You’ll find farms scattered throughout Phoenix, but the highest concentration are on the Fresh Foodie Trail, a collection of 11 agricultural destinations in the East Valley. Don’t miss Agritopia, where you can enjoy a farm-to-table meal next to the urban gardens and purchase freshly picked produce from the farm stand. Or there’s Schnepf Farms, known for its Peach Festival in the spring and Pumpkin & Chili Party in the fall.
Dairy cows do well here, too (as do pigs and goats), so you’ll want to stop at Superstition Farm, where you can tour the farm and sample fresh milk, and The Pork Shop — a third generation butcher shop — which sells seven types plus brats, sausage, and fresh-cut chops.
Other highlights include the Queen Creek Olive Mill, where you’ll learn how olives are pressed into oil, and Hayden Flour Mills at Sossaman Farms, which offers occasional tours and classes. In late winter and early spring, stop by The Orange Patch for fresh citrus and other local goodies.
New York City
New York may be one of the nation’s most densely populated cities, and — combined with its volatile weather — an unlikely location for urban farms. Yet according to a study conducted by Design Trust for Public Space, the city is home to more than 700 urban farms and gardens — that’s almost three times the number of Starbucks franchises located in the city (which are in no shortage).
While most of these urban farms are private, a fair number are open to the public, including Battery Urban Farm at The Battery Conservancy, where you can learn sustainable farming techniques and maybe even sample a new herb or veggie. Randall’s Island Urban Farm introduces visitors to the concept of urban gardening with 80 raised beds of vegetables, two greenhouses, four rice paddies, a berry patch, an orchard, and a chicken pasture.
Brooklyn Grange Rooftop Farms grows more than 50,000 pounds of organic produce every year at its two locations, the Brooklyn Navy Yard Farm in Brooklyn and Flagship Farm in Queens. You can visit for free during the weekly open house, which takes place every Saturday from 11 a.m. to 4 p.m. from May 21 through October 29, 2016. The Brooklyn farm has beehives, too, and offers classes on beekeeping.
The Red Hook Community Farm — a former asphalt playground in Brooklyn — now grows more than 30 crops including arugula, beets, basil, and heirloom tomatoes. Drop by on Friday and Saturday mornings for free tours.
There’s an urban farming revolution going on in Oakland, inspired by Novella Carpenter, who co-authored the book Essential Urban Farmer with Willow Rosenthal. At her own local farm, Ghost Town Farm — which has become a popular local attraction — Carpenter keeps bees and chickens, tends to an orchard of 36 fruit trees, and grows tomatoes and other vegetables. She occasionally gives tours and conducts classes onsite.
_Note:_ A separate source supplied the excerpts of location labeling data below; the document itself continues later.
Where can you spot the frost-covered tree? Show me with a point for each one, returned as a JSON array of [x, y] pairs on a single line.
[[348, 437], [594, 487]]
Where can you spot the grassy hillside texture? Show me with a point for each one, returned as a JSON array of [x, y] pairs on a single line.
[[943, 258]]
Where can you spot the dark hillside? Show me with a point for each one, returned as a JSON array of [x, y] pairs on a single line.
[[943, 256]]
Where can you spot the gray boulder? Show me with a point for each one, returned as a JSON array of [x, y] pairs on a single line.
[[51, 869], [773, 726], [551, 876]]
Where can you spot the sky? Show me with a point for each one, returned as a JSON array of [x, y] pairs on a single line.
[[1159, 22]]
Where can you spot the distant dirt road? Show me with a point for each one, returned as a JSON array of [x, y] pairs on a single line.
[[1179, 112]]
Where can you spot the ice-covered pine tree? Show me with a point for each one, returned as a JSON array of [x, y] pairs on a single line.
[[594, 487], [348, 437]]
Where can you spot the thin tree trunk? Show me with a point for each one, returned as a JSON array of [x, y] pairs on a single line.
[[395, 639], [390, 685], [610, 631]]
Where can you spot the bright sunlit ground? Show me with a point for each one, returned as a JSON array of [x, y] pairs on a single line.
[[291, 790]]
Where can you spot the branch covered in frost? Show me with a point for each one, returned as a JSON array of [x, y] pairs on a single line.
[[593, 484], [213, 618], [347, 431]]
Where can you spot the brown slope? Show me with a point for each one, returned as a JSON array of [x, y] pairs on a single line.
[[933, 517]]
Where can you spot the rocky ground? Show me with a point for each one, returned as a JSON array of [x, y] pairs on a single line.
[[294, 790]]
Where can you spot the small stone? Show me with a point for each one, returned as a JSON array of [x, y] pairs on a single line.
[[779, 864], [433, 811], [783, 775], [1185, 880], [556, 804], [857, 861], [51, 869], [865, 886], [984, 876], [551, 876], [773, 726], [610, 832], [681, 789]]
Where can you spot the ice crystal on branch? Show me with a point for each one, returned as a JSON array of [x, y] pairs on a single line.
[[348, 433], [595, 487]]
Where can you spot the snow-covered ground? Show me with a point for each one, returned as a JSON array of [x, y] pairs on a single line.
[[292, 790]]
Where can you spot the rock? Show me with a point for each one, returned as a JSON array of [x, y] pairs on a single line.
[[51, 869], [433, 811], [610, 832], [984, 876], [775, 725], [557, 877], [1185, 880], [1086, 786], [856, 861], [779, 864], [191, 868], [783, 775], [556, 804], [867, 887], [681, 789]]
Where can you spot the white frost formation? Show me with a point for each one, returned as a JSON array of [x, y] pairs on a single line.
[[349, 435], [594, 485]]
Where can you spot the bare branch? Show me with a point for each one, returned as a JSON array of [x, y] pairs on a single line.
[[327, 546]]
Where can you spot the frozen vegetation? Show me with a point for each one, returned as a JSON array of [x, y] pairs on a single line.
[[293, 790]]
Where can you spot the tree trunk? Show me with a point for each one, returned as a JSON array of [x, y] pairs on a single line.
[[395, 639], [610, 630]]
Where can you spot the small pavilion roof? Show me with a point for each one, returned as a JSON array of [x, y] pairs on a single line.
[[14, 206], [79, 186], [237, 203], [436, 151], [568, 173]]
City Slicker Farms grows fresh produce for the West Oakland community and educates families about healthy food choices. Although the farm stand is intended for local residents only, the farm does offer tours the second Saturday of every month from spring through fall, at a suggested donation of $10 per person.
Want to learn about urban farming? Schedule a visit or a class through Mushroom Maestros. You can even arrange to work on the farm in exchange for a crash course in mushroom cultivation. Or, check out the offerings at the Institute of Urban Homesteading, which range from gardening and food preservation to foraging and fermenting. The institute occasionally conducts local farm tours, too.
Bonus: Oakland has a walkable urban wine trail that features 10 wineries. Although the grapes are sourced from other parts of California, the wines are actually produced in renovated warehouse spaces in Oakland, several of which are on or near Jack London Square. Jeff Cohn Cellars, Brooklyn West Winery, Cerruti Cellars, and Rosenblum Cellars are among the wineries included.